Indeed, some of the improvements since the GFC may have been offset, at least in part, by the rise in the US dollar activity of non-banks. On the one hand, institutions such as pension funds and insurers tend to have more stable regular funding sources and operate with less leverage than banks, which by itself would improve the resilience of international US dollar activity. However, certain vulnerabilities may have arisen because these institutions are playing a larger role in US dollar markets while having less recourse to a range of US dollar funding sources (including central bank facilities). The large footprint of non-bank financial institutions in some markets also suggests that should they experience distress, this could trigger fire sales that could amplify any market volatility. Finally, unhedged US dollar borrowers could face the simultaneous adverse realisations of exchange rate risk, interest rate risk and refinancing risk. The systemic-risk implications of these developments are hard to evaluate owing to the limited visibility of activities conducted by these players.

International US dollar funding activity remains large, and economies and sectors remain interconnected. As a result, there is the potential for the transmission of shocks with large effects on the global financial system and the global economy. The cost and availability of US dollar financing can shift as a result of changes in US interest rates, shifts in global risk sentiment or periods of market stress (eg the Covid-19-related stress). Cross-border and cross-sector linkages also often transcend regulatory jurisdictions, which complicates participants' and regulators' efforts to monitor and manage the risk of a retrenchment in cross-border liquidity.

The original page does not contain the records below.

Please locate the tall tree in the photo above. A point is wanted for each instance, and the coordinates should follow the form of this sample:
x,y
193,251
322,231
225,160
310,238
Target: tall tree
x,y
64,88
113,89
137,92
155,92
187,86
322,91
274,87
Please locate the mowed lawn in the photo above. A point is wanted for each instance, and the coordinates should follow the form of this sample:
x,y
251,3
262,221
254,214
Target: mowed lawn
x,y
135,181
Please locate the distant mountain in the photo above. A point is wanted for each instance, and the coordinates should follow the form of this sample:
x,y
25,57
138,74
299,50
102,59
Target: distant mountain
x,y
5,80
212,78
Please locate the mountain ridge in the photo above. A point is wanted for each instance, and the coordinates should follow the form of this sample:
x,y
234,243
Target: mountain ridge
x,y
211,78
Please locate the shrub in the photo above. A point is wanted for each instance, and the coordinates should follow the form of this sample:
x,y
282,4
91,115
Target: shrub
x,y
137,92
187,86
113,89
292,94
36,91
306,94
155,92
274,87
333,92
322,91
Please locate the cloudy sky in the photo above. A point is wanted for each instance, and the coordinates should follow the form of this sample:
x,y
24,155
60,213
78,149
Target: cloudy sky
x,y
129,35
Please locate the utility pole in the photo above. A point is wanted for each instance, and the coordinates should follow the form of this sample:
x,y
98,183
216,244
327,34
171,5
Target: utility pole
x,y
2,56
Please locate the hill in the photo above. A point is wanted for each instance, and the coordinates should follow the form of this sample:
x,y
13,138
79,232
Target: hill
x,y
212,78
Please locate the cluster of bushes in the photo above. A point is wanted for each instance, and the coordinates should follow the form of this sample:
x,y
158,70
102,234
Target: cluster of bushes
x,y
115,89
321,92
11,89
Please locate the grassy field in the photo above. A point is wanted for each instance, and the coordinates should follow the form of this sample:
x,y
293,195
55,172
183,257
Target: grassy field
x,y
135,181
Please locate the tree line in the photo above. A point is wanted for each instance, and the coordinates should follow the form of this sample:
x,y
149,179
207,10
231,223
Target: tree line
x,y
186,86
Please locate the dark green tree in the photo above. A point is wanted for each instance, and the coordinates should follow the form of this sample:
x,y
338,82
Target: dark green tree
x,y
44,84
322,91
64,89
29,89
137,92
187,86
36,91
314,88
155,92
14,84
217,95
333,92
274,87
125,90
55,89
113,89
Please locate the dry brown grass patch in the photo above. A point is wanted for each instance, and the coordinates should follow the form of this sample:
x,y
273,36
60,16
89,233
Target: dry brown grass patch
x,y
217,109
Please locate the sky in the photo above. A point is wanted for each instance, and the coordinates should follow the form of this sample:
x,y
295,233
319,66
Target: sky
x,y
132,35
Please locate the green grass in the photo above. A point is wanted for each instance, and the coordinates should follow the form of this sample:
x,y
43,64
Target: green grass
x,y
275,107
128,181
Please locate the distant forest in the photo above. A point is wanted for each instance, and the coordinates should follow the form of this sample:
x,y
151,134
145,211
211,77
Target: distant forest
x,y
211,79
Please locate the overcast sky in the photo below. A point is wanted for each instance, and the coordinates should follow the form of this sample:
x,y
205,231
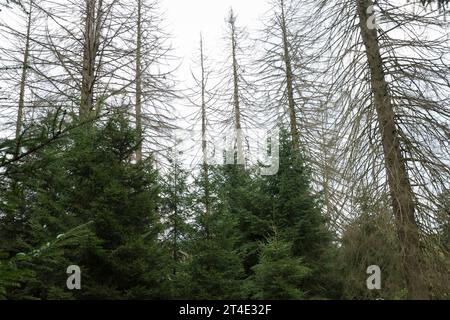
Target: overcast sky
x,y
185,19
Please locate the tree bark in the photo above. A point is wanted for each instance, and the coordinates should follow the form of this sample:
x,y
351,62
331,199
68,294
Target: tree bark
x,y
19,122
204,139
139,82
236,99
401,192
289,79
90,51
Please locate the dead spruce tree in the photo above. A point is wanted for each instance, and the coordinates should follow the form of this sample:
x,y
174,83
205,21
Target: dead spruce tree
x,y
154,83
203,98
85,54
389,78
16,64
235,81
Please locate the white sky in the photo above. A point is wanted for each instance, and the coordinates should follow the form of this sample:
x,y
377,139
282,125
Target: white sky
x,y
185,19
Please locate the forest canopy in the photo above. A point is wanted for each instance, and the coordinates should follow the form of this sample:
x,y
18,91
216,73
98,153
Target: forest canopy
x,y
315,150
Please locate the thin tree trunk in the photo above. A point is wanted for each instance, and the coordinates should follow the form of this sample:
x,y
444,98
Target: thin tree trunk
x,y
289,80
236,99
204,139
139,82
90,51
400,188
19,123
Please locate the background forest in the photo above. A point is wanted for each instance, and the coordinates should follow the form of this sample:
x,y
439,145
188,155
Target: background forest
x,y
106,158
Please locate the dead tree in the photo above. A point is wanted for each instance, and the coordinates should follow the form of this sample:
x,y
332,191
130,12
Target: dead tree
x,y
393,123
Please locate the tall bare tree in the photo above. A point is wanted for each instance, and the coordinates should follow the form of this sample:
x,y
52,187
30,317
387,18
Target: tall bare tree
x,y
393,125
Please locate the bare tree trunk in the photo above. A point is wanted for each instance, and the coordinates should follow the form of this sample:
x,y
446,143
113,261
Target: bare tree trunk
x,y
139,82
204,139
289,80
92,34
19,122
400,188
236,100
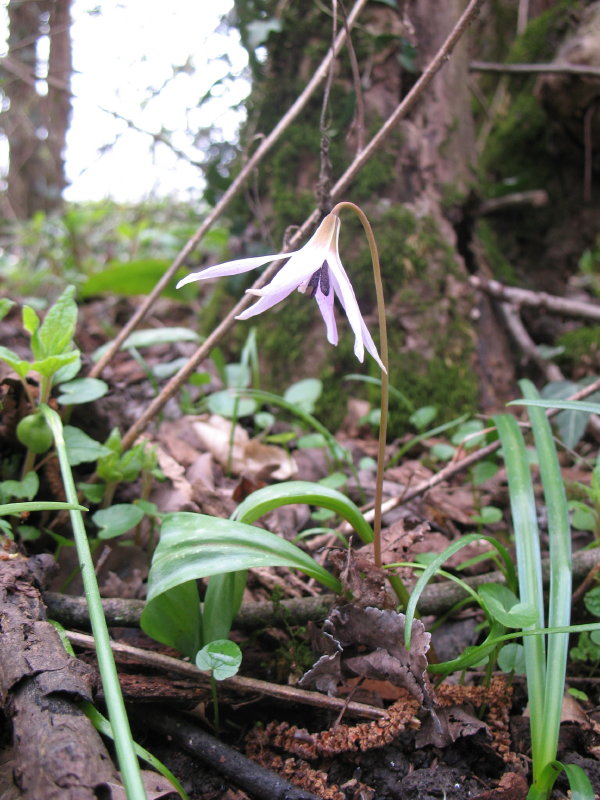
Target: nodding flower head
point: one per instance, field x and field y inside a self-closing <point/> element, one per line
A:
<point x="316" y="270"/>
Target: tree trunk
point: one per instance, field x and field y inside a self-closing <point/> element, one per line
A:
<point x="35" y="122"/>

Significant data gaps, in combination with the complexity and interconnectedness of the system, make assessing the evolving risks and vulnerabilities especially challenging. Reflecting this, a key policy message of this report is that authorities should seek to improve the transparency of global US dollar funding activities - for example, through additional data collection, greater data-sharing and improved disclosure. Most prominently, significant gaps remain around the increasingly important role played by some non-bank financial institutions and non-financial corporations, and around key markets such as the repo and FX swap markets. Moreover, the global nature of these markets necessitates taking a global approach to monitoring - no single jurisdiction has the whole picture.

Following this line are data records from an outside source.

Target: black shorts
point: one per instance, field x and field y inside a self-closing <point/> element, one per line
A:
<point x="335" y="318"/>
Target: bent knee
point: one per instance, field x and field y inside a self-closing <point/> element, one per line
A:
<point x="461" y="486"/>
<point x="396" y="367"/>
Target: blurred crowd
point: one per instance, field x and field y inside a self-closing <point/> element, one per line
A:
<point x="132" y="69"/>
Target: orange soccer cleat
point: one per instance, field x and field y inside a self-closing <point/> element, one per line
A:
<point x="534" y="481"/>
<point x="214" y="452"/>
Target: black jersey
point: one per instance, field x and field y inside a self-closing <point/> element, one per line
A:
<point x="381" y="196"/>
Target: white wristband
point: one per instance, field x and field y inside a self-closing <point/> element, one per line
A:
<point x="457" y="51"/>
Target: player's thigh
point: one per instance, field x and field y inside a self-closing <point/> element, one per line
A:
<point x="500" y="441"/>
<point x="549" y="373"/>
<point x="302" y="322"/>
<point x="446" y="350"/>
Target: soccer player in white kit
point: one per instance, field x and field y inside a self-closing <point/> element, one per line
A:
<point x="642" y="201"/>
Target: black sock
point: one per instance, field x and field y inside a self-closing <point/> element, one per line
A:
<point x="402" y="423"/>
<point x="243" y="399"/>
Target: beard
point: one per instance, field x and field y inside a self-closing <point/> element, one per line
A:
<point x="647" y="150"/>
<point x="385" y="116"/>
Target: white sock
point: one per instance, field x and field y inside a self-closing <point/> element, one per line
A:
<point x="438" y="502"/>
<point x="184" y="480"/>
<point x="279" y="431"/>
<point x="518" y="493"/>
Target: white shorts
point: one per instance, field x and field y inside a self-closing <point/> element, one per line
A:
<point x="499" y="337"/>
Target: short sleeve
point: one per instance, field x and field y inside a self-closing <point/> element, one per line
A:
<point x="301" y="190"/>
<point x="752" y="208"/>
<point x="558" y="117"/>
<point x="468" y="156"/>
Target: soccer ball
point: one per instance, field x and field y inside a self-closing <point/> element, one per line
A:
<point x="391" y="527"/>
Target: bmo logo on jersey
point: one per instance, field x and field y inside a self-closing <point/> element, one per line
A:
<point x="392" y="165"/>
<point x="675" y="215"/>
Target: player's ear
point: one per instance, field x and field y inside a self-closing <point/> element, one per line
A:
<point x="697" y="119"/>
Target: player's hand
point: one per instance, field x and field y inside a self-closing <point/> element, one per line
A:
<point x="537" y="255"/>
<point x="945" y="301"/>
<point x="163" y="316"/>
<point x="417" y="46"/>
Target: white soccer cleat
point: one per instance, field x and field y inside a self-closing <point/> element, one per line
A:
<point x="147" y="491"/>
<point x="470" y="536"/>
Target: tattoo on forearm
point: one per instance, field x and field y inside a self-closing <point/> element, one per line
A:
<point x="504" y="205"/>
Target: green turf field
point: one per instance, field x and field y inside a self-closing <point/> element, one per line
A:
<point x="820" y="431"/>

The report identifies regulatory and structural policy options that could further reduce certain vulnerabilities. For example, in time, regulators of non-bank financial institutions could provide guidance on the inclusion of a currency dimension in their liquidity risk management. Some jurisdictions could consider policies aimed at deepening domestic capital markets. Further thought might be given to improving safety nets that can cushion the negative impact when US dollar-related risks crystallise - for example, through increased self-insurance or increased bilateral, regional or global liquidity support mechanisms, although all these options present governance and policy challenges.